We had been at Dobb’s Ferry for a good half hour when I finally admitted to the three other people with me: “Sorry – I’ve heard only about 50% of what’s been said.”

My brother laughed and explained to ES that I had been steadily destroying my hearing since I was a teenager. To be fair, the acoustics in that joint are lousy. But they have good food and more TVs airing sporting events than the average SF bar. But also I’ve been steadily destroying my hearing since I was a teenager.

Beach Slang at The Rickshaw
Beach Slang at The Rickshaw

The three bands we saw at Rickshaw Stop later that night were of steadily increasing volume, and steadily increasing awesomeness. We were having trouble thinking of other bands from Philadelphia, but then the drummer of Lithuania took off his sweater to reveal a Teen Men shirt. And I thought, oh yeah, Clap Your Hands… I tried to bring that up to MH during the crescendo of “Hardcore Friends” but I don’t think it came across.

We were having trouble talking because it was really loud. Really, fantastically loud. And just as last month’s Battles show reminded me of the first time I saw Explosions In The Sky, this gig reminded me of the first time my ears were taken over by Asobi Seksu. Coincidentally (or maybe not really, because I really wanted to tie last night’s show in with this narrative), it was at the same event.

It was nine years ago: November 11, 2006. Thank you Internet. Somewhere, possibly, in that aforementioned You Make Junk shoebox, hopefully stored in my garage, is a ticketstub. But searching the web was easier and faster.

I remembered the name of the festival: Be The Riott, with two t’s. What that means exactly, I still have no idea. Something related to the corporate Scion sponsorship. At the time, I hated the idea. Don’t tell me what to do, Toyota! Now, sponsorships and festivals go hand-in-hand. And if Chipotle or PayPal wants to make it easier to bring a bunch of great acts together on one day, I’m all for it. I’m a pretty savvy consumer. On this particular day, all I really knew was that several bands would be performing at a one-day festival of sorts at the Bill Graham Civic Auditorium, including The Wrens (who at the time were rumored to be working on a new album), Tokyo Police Club, Explosions, Zion I, and, the main draw for me, Asobi Seksu.
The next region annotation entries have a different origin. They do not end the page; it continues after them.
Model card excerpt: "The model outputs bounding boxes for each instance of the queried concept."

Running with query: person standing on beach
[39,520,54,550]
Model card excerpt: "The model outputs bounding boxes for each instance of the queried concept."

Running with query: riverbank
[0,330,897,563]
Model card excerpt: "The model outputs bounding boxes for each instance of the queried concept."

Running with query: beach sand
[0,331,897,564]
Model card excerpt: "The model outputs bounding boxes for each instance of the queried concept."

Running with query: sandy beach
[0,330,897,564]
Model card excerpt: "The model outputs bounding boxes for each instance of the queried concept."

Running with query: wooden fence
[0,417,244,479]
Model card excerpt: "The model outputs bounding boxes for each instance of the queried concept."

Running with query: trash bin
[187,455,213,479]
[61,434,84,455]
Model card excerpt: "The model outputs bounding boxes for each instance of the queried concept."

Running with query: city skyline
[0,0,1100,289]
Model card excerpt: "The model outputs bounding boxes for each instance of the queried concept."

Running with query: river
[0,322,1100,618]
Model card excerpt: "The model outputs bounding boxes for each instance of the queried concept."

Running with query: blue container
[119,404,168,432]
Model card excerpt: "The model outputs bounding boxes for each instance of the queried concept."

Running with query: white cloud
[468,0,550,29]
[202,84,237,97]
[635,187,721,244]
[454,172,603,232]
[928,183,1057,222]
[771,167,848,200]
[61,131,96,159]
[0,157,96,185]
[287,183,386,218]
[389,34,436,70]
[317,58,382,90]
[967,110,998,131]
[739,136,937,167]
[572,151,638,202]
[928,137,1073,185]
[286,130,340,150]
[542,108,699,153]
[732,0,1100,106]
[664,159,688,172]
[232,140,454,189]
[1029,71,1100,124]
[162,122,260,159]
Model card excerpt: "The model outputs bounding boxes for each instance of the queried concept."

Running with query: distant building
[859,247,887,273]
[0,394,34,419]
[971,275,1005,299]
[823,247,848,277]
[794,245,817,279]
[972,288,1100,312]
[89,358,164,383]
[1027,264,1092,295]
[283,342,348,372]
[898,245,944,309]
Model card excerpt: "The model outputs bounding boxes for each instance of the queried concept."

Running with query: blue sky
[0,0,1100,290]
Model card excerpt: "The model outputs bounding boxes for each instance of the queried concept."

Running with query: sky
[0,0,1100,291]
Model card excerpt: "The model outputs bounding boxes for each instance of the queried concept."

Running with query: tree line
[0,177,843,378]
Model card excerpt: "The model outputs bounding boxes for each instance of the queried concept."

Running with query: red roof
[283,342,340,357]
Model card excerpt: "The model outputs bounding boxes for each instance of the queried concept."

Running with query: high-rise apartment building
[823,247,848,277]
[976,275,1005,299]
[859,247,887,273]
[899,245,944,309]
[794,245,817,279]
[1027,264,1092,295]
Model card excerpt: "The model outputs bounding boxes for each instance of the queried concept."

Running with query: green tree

They performed in one of the side stages in a room that couldn’t have been bigger than The Rickshaw. It was my first time seeing them, and I fell completely under Yuki’s spell. Not just because she’s gorgeous, either: that show was, to this day, the loudest thing I had ever experienced. Could be that the performance irrevocably diminished my hearing to the point in which nothing will now seem as loud, but whatever. It was memorable.

Also memorable was the fact that at one point, maybe two or three songs in to the set, I turned around and discovered that I was alone. My friends had bailed. I found them in the hallway afterwards. “Too loud?” “Too loud.” “Way too fucking loud.” For years after that, this show was used as an indicator that I had seriously damaged my hearing.

So this morning, on another planned sick day/staycation, I was sitting in my doctor’s office for a routine checkup. She went through one question after another, including last dentist visit and eye exam. Okay, I thought, if she asks about my hearing… we’ll have that conversation. I don’t want to be the old guy at the party who nods and pretends to catch everything that’s being said. Oh wait – what if I’m already that guy? I should bring it up. What, we’re done? I’m in great health? Sure, I’ll take a flu shot.